That could be considered Bazel-lite. And yes, I'd take it over Bazel currently.

If you don't work at Google, convincing your engineering organization into learning Bazel is almost always a non-starter. Who uses Bazel in the wild? Xooglers primarily.

Their value proposition is sound.

s.gif
No one has, to my knowledge, argued that Bazel isn't useful or worthwhile. My point was adopting Bazel is costly for an engineering organization, and you may not need all of its features. Bazel-lite may be enough.

Large companies, with established platform / ops teams, who can support Bazel and push for its adoption within an engineering organization definitely exist. There's probably a few Xooglers working there who'd like to see it happen too.

s.gif
> If you don't work at Google, convincing your engineering organization into learning Bazel is almost always a non-starter.
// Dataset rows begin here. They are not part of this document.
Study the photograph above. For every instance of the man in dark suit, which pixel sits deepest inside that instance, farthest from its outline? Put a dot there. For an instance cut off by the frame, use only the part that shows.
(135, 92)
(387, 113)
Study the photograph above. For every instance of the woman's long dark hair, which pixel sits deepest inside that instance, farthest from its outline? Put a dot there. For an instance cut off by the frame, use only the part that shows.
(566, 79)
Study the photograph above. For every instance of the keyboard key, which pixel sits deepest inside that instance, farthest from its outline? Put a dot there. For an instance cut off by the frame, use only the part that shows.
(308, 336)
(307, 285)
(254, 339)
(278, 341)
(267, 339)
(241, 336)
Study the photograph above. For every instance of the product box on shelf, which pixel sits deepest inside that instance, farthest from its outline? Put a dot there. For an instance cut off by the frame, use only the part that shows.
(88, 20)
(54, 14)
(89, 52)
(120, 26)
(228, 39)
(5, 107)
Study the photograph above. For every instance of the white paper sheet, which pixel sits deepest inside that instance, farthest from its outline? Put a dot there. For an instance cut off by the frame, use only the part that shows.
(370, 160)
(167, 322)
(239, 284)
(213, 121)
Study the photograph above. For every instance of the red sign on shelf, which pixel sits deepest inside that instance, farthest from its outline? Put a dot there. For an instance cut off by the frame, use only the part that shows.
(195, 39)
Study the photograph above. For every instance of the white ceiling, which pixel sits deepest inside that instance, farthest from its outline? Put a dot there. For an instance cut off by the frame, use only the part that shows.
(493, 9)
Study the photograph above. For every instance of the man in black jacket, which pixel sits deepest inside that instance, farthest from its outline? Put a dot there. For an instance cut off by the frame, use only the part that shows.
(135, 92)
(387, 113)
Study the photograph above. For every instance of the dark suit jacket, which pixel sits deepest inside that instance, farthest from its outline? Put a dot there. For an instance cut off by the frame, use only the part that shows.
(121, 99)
Who uses Bazel in the wild? Xooglers primarily.

My response shows these hypotheses to be false. You’re correct, no one’s arguing whether Bazel is useful or worthwhile, not even I.

> Large companies […] who can support Basel within an engineering organization definitely exist.

Ok great, we agree. You’ve revised your point from earlier.

> There’s probably a few Xooglers […]

A baseless hypothesis that’s confirmed false by all the references shared with you. Feel free to plug all the lead engineers’ names into LinkedIn to verify that the majority are not ex-Google.

> Bazel-lite may be enough.

Sure, it may be. That’s why I’m offering the constructive feedback to go talk to the thousands of active Bazel users to see whether and what they want from a Bazel-lite, if that’s the positioning Moonrepo wants to choose.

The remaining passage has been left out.